Romans 7:1-6 (The Message)
You shouldn’t have any trouble understanding this, friends, for you know all the ins and outs of the law—how it works and how its power touches only the living. For instance, a wife is legally tied to her husband while he lives, but if he dies, she’s free. If she lives with another man while her husband is living, she’s obviously an adulteress. But if he dies, she is quite free to marry another man in good conscience, with no one’s disapproval.
So, my friends, this is something like what has taken place with you. When Christ died he took that entire rule-dominated way of life down with him and left it in the tomb, leaving you free to “marry” a resurrection life and bear “offspring” of faith for God. For as long as we lived that old way of life, doing whatever we felt we could get away with, sin was calling most of the shots as the old law code hemmed us in.

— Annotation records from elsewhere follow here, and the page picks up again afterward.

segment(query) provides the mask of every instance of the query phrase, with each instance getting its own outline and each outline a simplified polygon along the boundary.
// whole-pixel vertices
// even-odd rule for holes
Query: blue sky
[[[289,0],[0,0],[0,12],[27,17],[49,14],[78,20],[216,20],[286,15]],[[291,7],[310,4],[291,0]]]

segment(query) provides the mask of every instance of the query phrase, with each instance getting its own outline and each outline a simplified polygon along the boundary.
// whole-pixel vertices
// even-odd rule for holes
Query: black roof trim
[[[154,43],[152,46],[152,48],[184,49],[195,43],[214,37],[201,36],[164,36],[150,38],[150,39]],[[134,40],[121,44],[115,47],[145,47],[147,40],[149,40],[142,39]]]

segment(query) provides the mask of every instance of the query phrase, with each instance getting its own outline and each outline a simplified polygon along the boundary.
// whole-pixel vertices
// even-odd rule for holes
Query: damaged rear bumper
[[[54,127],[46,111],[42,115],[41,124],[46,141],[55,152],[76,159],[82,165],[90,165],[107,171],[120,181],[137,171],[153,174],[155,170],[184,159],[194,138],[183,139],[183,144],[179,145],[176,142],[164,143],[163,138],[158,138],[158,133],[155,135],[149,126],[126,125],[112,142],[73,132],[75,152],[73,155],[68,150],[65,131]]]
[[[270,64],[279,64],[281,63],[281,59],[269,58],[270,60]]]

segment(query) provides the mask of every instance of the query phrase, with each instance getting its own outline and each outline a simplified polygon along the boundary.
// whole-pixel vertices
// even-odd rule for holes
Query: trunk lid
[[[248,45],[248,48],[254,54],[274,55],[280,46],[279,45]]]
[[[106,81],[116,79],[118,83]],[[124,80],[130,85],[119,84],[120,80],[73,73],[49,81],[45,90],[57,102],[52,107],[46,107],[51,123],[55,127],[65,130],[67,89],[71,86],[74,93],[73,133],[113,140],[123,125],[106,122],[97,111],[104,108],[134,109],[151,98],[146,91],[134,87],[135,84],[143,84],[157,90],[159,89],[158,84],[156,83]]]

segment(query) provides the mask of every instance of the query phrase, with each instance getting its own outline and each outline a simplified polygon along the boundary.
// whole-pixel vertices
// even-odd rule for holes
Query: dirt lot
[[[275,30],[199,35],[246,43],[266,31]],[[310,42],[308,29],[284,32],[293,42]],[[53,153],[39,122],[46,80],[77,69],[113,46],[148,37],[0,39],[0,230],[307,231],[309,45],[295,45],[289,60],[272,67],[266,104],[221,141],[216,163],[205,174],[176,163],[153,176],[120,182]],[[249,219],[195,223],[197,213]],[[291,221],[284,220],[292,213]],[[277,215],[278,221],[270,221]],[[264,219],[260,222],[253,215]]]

And this made us all the more rebellious. In the end, all we had to show for it was miscarriages and stillbirths. But now that we’re no longer shackled to that domineering mate of sin, and out from under all those oppressive regulations and fine print, we’re free to live a new life in the freedom of God.
Paul takes a moment to compare our relationship to the law to marriage. Before we receive God’s gift of salvation through faith in Christ, we are bound to the law. Being bound, we hare hoping that the good things we do amount to more than the bad things we do, so the ledger tips to our favor in the end and we get whatever good reward their may be at the end of this life. The problem is that we can never do enough good to cancel out the sin. Compare this to a marriage where the wife is bound to the over-demanding and abusive husband. No matter how hard she tries, she can never please him. Now suppose he dies. She is now free to marry again - no demands and no abuse this time. Our life according to the law is like that marriage. The law is defeating - never satisfied and ever demanding. We cannot ever make things right, no matter how good we are or how many good things we do.
When Christ died, so did our bondage to the law. No longer do we have to continue to strive to be better to gain God’s approval. No longer do we have to stack up our good deeds against our bad deeds and hope for the best. Christ died to free us from that kind of living.
Now we are free to live the way we were created to live. This freedom produces incredible fruit in our lives. People we talk to experience the life through our words. People we serve experience the life through our deeds. This kind of life-living produces life in others who move on and pass it along to others as well.